This is a report about an own-motion investigation by the Integrity Commission (the Commission) into the policies, practices and procedures of Tasmanian public sector organisations in managing misconduct allegations. It is the first public sector wide survey of this nature. The survey has found areas of good practice, and those where improvements are needed to ensure that consistent, effective management of misconduct occurs.
Under section 3(3)(b) of the Integrity Commission Act 2009 (Tas), one of the ways in which the Commission is to achieve its principal objectives is by ‘assisting public authorities [to] deal with misconduct’. The aim of this investigation was to gain an understanding of the capacity of public sector organisations to deal with misconduct, so that effective resources and training could be developed to support improved standards.

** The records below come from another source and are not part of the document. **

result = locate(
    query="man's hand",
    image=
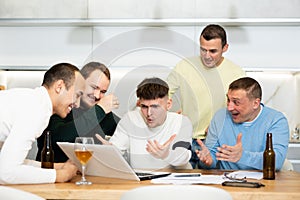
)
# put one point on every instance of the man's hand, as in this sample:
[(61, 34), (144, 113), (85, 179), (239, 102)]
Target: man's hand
[(231, 153), (204, 154), (159, 151), (65, 172), (108, 102), (102, 140)]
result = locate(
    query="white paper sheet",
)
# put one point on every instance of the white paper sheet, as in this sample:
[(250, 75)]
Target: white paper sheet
[(247, 174)]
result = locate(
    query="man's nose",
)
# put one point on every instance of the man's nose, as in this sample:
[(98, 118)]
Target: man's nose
[(230, 106)]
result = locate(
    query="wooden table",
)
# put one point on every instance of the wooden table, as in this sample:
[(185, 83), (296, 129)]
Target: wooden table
[(286, 186)]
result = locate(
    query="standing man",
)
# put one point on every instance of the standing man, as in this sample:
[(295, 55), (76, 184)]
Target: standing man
[(24, 115), (237, 136), (202, 82), (154, 137), (93, 116)]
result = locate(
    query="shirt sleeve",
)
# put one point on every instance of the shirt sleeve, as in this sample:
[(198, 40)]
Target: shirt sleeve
[(280, 136), (13, 168), (180, 153)]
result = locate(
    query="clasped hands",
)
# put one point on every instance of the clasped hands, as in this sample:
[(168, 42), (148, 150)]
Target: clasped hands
[(225, 152), (157, 150)]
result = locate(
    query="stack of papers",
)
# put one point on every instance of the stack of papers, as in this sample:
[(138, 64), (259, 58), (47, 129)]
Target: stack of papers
[(248, 174)]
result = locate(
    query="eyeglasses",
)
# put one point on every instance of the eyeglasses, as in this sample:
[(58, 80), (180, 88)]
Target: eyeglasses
[(234, 178)]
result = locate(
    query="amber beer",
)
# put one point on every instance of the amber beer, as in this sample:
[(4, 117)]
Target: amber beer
[(269, 159), (47, 155), (83, 156)]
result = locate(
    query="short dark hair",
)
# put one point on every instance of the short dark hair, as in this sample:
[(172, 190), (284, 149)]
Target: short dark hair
[(250, 85), (92, 66), (214, 31), (60, 71), (152, 88)]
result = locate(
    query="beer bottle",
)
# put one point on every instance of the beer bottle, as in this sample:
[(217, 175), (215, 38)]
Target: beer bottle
[(47, 155), (269, 159)]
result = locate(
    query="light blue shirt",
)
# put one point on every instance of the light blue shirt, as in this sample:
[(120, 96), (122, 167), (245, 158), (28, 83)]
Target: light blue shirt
[(223, 130)]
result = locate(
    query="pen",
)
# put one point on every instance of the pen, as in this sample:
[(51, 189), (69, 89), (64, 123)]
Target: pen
[(187, 175)]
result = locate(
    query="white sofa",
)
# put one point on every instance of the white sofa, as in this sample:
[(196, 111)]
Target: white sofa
[(281, 89)]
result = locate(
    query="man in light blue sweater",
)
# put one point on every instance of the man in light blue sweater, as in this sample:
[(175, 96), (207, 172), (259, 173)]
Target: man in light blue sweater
[(237, 135)]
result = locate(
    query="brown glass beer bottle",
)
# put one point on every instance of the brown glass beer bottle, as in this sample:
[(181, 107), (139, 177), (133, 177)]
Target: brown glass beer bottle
[(47, 155), (269, 159)]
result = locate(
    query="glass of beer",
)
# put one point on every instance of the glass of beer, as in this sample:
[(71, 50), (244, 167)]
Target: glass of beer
[(83, 153)]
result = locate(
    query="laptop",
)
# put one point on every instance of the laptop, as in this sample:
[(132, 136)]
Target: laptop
[(107, 161)]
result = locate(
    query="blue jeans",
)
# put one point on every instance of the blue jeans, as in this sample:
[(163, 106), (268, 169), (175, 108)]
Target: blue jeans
[(195, 162)]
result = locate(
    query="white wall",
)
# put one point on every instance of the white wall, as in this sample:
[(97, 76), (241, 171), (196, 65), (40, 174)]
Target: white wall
[(263, 35)]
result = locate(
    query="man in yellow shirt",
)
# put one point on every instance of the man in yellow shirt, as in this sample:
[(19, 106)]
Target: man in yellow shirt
[(202, 82)]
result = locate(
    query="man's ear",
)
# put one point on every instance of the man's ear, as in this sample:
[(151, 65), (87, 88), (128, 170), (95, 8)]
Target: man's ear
[(169, 104), (225, 48), (58, 86)]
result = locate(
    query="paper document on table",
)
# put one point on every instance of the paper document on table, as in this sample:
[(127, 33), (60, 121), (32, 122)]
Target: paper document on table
[(189, 178), (248, 174)]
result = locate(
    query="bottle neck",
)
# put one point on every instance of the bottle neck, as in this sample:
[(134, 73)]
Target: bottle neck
[(47, 143), (269, 144)]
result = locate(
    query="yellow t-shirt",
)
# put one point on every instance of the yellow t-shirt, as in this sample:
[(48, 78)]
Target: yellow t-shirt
[(202, 90)]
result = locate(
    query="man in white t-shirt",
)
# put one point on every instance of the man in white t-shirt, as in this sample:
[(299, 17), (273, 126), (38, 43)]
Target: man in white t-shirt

To achieve this aim, the Commission chose to look at a cross-section of organisations in its jurisdiction. This included five state service agencies, five local government councils, and two other bodies. The organisations were selected so as to provide a representative snapshot across the state. The Commission is grateful for the active participation and cooperation of these organisations.
The investigation involved:
- requiring each organisation to respond to a questionnaire about its policies and practices;
- reviewing their misconduct records over a one year period – each file was subject to a series of 78 survey questions (see Appendix A – Survey scope, objectives & criteria);
- conducting extensive research into good practice and case law across Australia; and
- producing good practice material for the use of all Tasmanian public sector organisations (see Appendix C – Model preliminary assessment process and Appendix D – Guide to managing misconduct in the Tasmanian public sector).
The Commission engaged with contact officers in each organisation at various stages of the investigation. This included meetings to discuss the investigation in the early stages, sending the survey questions out for comment, preliminary feedback meetings, and asking for feedback on the good practice material. The Commission also invited a number of other bodies to provide feedback on the good practice material.
The investigation has significantly enhanced the Commission’s understanding of how misconduct is handled in Tasmania. It provides an essential foundation for the Commission and the public sector to work on improvements.
The Commission has made three recommendations and five good practice suggestions as part of this investigation. Additionally, it has produced an extensive good practice guide, and will be undertaking associated training, to assist Tasmanian public sector organisations.